This Business Law Prof blog discusses the Delaware Supreme Court’s recent decision in Cal. State Teachers Ret. Sys. v. Alvarez, & notes that it may have important implications Delaware derivative litigation:
Delaware encourages derivative plaintiffs to seek books and records under Section 220 before bringing a lawsuit, but that takes time. A plaintiff in another jurisdiction might simply file a lawsuit right away, and if that suit is dismissed, the dismissal can preclude the Delaware plaintiff– which only gives the Delaware plaintiff less incentive to seek books and records in the first place.
Well, until now. In Cal. State Teachers Ret. Sys. v. Alvarez, (Del. 2017), that exact scenario occurred in the long-running action against Wal-Mart for violations of the foreign corrupt practices act in Mexico. While the Delaware plaintiffs sought books and records to bolster a derivative claim, federal plaintiffs in Arkansas ploughed ahead using public information, only to see their suit dismissed for failure to plead demand futility. And Delaware Chancery concluded that the Arkansas ruling was res judicata against the Delaware plaintiffs.

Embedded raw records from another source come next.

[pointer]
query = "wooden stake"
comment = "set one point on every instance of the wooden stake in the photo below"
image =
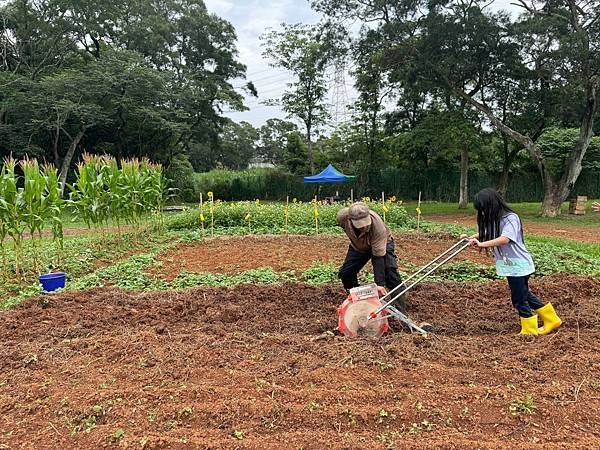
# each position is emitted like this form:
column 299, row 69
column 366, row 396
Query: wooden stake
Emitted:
column 287, row 211
column 419, row 211
column 202, row 214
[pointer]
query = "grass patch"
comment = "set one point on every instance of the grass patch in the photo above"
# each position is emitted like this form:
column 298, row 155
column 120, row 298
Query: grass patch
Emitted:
column 528, row 211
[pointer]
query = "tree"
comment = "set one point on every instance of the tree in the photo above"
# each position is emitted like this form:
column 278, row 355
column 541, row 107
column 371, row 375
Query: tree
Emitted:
column 305, row 51
column 273, row 139
column 547, row 59
column 157, row 73
column 237, row 145
column 295, row 154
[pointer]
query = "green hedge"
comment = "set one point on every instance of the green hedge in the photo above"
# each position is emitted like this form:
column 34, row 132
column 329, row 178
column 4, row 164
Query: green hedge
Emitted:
column 271, row 216
column 434, row 184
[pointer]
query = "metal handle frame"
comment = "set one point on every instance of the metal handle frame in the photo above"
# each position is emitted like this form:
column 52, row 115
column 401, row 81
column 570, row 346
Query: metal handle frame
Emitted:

The Supreme Court expressed concern that constitutional due process required that – until demand futility is established – any single group of plaintiffs represents only their own interests, & not the interests of the corporation. The Court remanded the case back to the Chancery Court to consider the issue that it raised in its order – whether due process prohibits the pre-demand futility dismissal of a derivative claim from being res judicata with respect to subsequent plaintiffs.